For breeding programs with limited budgets, the GWFP can be an alternative to GEBV due to the reduction in phenotypic and genotypic costs to develop prediction models. GWFP has been used in several forage species that are bred in family bulks and whose phenotyping for critical traits is conducted at the sward/plot level (Fe et al., 2015, 2016; Guo et al., 2018; Cericola et al., 2018, Annichiarico et al., 2015; Biazzi et al. 2017; Jia et al., 2018). In a GEBV approach, the data (phenotypic and genotypic) is collected at the individual level and models are built to estimate the performance of individuals (Figure 6-A) (Resende et al., 2012; de Almeida Filho et al., 2016, 2019). The GEBV requires significant more resources (labor, economic, computational) to collect and analyze data. Under a GWFP approach, the number of genotypic samples (bulked DNA and a single sequencing effort per family) will be the exact number of families, representing a significant reduction in the number of samples compared to the traditional GEBV process (Fig. 6-B). The phenotyping process will also be performed at the family/plot level, which is the ideal scenario for critical traits in some crops such as forage and turfgrass species.
Scheme for the different genomic prediction scenarios: A - GEBV: genomic estimated breeding values for individual trees; B – GWFP_Fam_Fam: genome-wide family prediction for families prediction; C – GWFP_Fam_Ind: genome-wide family prediction applied in the selection of individuals.

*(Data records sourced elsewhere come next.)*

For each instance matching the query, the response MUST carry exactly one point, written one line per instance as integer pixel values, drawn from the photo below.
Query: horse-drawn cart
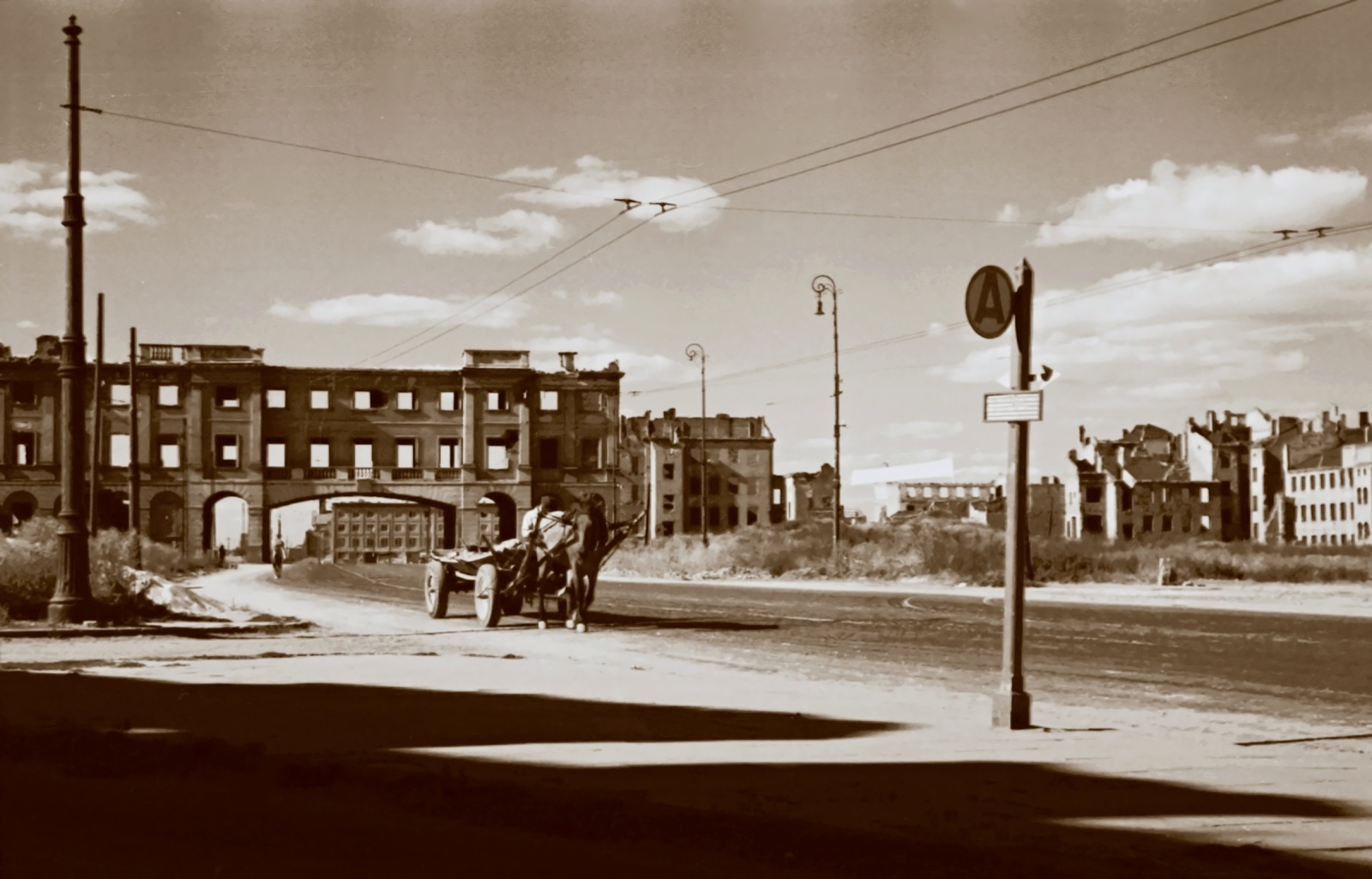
(505, 581)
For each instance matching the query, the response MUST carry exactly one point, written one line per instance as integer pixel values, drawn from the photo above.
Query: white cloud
(603, 298)
(31, 201)
(924, 430)
(597, 181)
(1182, 338)
(525, 172)
(514, 233)
(398, 310)
(1205, 202)
(1358, 126)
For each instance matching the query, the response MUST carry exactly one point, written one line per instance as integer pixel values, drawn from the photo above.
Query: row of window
(1364, 533)
(370, 400)
(1326, 512)
(1337, 479)
(733, 515)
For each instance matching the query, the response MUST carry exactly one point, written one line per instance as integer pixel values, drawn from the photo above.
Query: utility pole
(96, 421)
(695, 350)
(72, 593)
(135, 485)
(1012, 702)
(821, 286)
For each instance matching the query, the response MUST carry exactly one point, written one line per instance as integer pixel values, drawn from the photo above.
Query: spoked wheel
(486, 595)
(436, 590)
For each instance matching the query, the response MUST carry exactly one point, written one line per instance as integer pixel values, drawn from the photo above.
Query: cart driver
(532, 533)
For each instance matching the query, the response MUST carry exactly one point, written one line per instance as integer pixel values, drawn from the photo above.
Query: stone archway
(210, 539)
(496, 517)
(20, 506)
(166, 519)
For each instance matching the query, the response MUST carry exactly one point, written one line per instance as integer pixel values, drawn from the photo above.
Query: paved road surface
(1309, 666)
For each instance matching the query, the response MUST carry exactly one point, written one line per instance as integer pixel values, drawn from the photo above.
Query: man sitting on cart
(532, 533)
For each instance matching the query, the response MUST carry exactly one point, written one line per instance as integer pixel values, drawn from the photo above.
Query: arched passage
(496, 517)
(111, 509)
(226, 523)
(166, 519)
(20, 506)
(310, 527)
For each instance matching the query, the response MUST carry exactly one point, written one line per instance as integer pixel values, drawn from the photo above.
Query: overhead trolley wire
(1026, 103)
(978, 100)
(1243, 253)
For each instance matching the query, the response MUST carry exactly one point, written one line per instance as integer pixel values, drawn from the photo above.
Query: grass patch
(29, 574)
(974, 554)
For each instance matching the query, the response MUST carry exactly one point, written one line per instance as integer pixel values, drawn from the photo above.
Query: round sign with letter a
(991, 298)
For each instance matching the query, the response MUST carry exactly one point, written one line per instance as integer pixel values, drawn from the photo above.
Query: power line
(978, 100)
(971, 220)
(1022, 105)
(544, 280)
(349, 155)
(498, 290)
(1245, 253)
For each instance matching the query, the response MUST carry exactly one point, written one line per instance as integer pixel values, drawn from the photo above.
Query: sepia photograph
(677, 437)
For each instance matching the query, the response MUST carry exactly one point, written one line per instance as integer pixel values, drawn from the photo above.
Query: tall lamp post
(695, 350)
(823, 284)
(73, 587)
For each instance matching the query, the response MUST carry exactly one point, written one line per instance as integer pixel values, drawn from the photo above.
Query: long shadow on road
(304, 780)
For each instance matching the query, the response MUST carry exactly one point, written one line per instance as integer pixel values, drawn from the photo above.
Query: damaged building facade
(477, 444)
(662, 467)
(1243, 476)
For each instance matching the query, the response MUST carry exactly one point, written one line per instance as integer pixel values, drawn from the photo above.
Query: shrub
(974, 554)
(29, 574)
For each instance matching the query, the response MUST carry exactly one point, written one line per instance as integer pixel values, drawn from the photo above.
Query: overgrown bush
(29, 574)
(976, 554)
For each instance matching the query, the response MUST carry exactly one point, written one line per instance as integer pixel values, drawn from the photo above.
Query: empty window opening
(226, 450)
(169, 451)
(548, 453)
(405, 455)
(25, 449)
(24, 394)
(448, 453)
(497, 455)
(118, 450)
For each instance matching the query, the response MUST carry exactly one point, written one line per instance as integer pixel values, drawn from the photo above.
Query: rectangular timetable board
(1013, 406)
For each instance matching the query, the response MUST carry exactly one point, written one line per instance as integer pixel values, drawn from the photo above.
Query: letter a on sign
(990, 302)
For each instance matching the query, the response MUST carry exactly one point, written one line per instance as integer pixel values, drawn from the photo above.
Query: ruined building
(477, 444)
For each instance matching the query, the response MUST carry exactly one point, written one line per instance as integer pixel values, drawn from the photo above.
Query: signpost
(992, 304)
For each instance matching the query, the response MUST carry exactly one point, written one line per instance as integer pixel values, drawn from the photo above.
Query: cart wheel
(436, 590)
(486, 595)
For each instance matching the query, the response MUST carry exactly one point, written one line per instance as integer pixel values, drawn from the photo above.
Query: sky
(508, 129)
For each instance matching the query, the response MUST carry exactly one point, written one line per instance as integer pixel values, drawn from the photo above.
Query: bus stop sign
(990, 302)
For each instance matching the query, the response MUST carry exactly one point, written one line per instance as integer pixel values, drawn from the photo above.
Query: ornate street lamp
(823, 284)
(695, 350)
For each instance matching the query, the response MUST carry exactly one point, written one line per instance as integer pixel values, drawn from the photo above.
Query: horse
(585, 551)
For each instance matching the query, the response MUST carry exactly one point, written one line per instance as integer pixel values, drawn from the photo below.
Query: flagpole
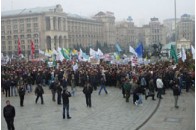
(175, 24)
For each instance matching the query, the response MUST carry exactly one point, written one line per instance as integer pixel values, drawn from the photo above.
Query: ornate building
(50, 28)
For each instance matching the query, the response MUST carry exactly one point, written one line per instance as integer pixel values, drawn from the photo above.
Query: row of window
(23, 47)
(15, 21)
(36, 41)
(22, 26)
(21, 36)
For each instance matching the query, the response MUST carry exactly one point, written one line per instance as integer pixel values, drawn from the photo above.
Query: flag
(139, 50)
(100, 53)
(179, 55)
(54, 52)
(60, 56)
(75, 67)
(41, 52)
(19, 48)
(183, 54)
(32, 49)
(193, 51)
(118, 47)
(64, 54)
(132, 50)
(117, 57)
(80, 55)
(134, 61)
(92, 52)
(173, 53)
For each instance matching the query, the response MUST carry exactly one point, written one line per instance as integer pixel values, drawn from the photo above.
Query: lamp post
(175, 24)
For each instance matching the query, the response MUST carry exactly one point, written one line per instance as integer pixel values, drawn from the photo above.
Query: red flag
(32, 48)
(19, 48)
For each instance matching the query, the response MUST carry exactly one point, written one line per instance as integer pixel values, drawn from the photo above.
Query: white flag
(193, 51)
(183, 54)
(41, 52)
(132, 50)
(100, 53)
(92, 52)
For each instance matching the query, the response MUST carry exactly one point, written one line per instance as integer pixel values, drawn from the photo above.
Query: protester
(88, 91)
(21, 92)
(39, 91)
(9, 114)
(65, 96)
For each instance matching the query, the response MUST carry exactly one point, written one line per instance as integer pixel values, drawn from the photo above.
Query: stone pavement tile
(108, 112)
(170, 118)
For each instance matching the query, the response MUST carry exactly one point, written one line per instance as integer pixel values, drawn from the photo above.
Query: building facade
(50, 28)
(186, 29)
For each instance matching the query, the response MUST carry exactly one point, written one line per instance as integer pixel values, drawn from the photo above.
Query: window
(28, 35)
(35, 24)
(28, 19)
(36, 41)
(22, 36)
(28, 25)
(9, 27)
(35, 19)
(15, 31)
(15, 36)
(8, 22)
(3, 47)
(15, 21)
(22, 42)
(23, 47)
(2, 27)
(21, 20)
(9, 32)
(28, 30)
(15, 26)
(10, 47)
(9, 37)
(3, 43)
(35, 35)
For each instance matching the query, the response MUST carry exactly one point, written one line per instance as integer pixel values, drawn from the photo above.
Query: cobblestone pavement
(108, 112)
(169, 118)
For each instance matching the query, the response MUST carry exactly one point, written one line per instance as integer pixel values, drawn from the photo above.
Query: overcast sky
(140, 10)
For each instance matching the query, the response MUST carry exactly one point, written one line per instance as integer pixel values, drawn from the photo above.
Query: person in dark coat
(65, 96)
(88, 91)
(21, 92)
(9, 114)
(59, 89)
(151, 92)
(53, 90)
(39, 91)
(127, 88)
(176, 93)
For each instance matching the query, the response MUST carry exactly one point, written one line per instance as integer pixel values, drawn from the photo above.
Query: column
(56, 23)
(51, 23)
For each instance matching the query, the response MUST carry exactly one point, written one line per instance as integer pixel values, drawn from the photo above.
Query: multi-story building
(50, 28)
(186, 28)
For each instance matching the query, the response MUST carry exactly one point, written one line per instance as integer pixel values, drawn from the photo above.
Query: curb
(158, 104)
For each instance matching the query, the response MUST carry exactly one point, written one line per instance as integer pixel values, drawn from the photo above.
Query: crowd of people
(19, 78)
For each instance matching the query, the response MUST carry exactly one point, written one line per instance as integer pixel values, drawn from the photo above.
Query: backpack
(143, 81)
(8, 112)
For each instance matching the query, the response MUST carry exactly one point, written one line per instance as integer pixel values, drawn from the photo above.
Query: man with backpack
(39, 91)
(9, 114)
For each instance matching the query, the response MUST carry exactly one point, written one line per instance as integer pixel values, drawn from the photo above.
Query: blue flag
(139, 50)
(118, 47)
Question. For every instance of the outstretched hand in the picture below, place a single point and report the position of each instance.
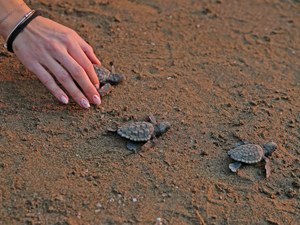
(45, 44)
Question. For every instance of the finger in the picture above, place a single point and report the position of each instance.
(80, 57)
(49, 82)
(79, 74)
(66, 80)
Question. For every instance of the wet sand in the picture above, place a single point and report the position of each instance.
(220, 71)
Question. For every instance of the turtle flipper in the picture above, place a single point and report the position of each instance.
(152, 119)
(235, 166)
(105, 89)
(267, 166)
(149, 144)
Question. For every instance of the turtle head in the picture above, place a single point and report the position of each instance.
(269, 147)
(161, 128)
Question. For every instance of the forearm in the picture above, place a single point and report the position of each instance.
(7, 6)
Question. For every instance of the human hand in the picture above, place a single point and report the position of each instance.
(45, 44)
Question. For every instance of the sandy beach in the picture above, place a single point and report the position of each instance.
(220, 71)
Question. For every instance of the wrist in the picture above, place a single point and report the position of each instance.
(7, 25)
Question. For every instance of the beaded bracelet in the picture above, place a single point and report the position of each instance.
(21, 21)
(19, 27)
(1, 21)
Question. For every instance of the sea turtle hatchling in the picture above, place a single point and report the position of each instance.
(251, 153)
(108, 78)
(142, 132)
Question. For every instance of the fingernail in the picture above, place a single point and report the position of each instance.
(64, 99)
(85, 103)
(96, 100)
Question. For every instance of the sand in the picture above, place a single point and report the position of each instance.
(220, 71)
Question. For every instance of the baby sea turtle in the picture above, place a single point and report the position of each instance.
(250, 153)
(142, 132)
(108, 78)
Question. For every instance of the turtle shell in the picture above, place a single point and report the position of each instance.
(102, 73)
(248, 153)
(139, 131)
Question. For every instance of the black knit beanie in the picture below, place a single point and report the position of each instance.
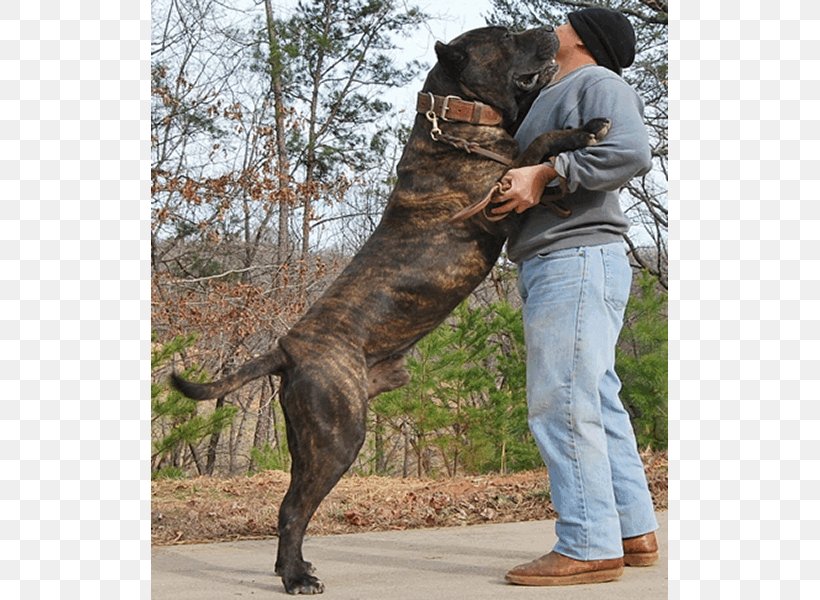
(607, 34)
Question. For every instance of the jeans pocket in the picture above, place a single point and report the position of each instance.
(617, 277)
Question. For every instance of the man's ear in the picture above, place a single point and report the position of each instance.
(452, 58)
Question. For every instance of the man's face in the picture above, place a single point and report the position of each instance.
(567, 40)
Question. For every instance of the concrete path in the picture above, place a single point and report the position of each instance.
(457, 563)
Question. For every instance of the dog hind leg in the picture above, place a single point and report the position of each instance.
(325, 421)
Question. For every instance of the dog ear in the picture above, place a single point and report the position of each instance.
(451, 57)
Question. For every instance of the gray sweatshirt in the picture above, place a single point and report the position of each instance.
(593, 175)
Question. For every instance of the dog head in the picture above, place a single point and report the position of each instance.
(497, 67)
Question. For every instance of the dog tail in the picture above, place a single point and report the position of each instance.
(271, 363)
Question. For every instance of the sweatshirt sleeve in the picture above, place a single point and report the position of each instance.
(623, 154)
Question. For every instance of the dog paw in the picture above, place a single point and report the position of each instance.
(303, 584)
(597, 129)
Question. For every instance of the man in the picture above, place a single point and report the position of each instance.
(574, 279)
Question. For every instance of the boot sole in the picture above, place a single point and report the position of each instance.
(642, 559)
(577, 578)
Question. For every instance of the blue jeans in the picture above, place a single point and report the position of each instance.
(574, 303)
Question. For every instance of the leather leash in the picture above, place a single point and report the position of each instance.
(453, 108)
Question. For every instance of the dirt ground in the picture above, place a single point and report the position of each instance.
(209, 509)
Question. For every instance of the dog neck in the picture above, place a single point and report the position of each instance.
(453, 108)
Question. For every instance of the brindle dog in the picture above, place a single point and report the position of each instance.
(412, 272)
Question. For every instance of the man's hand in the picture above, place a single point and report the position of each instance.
(521, 188)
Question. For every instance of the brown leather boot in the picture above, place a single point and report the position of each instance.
(557, 569)
(641, 551)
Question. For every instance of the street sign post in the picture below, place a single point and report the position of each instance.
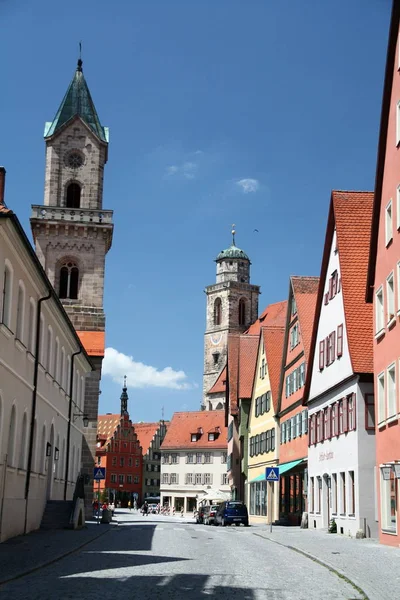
(271, 475)
(99, 473)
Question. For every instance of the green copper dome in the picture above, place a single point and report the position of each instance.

Breeders may also be interested in employing the GWFP_Fam_Ind approach, where family bulks are used as training set, but individuals are the selection unit (Figure 6-C). In this study, the GWFP_Fam_Ind approach showed similar accuracy to GEBV for most traits, with the addition of lower needs for phenotypic and genotypic data for the model development. Finally, GWFP models could be exploited in scenarios when remnant seeds might be available for the same family, and the goal would be to predict the performance of the family or individuals within the family. The remaining seeds from the selected families can be used later to test their merits in further replicated field trials. For perennial allogamous crops, families used in the TST set can be used as a new crossing block to start a new selection cycle.
Conclusion
Despite the limitation in number of families and number of individuals per family tested in this study, less than six individuals per family produced inaccurate estimates of family phenotypic performance and allele frequency. Validation sets with similar phenotypic mean and variance as the TST set showed greater predictive ability and more accurate predictions consistently across traits. These results revealed great potential for using GWFP in breeding programs that select family bulks as the selection unit, GWFP is well suited for crops that are routinely genotyped and phenotyped at the plot-level. The GWFP approach can also be extended to breeding schemes where family bulks can serve as training sets, while individuals are the selection target.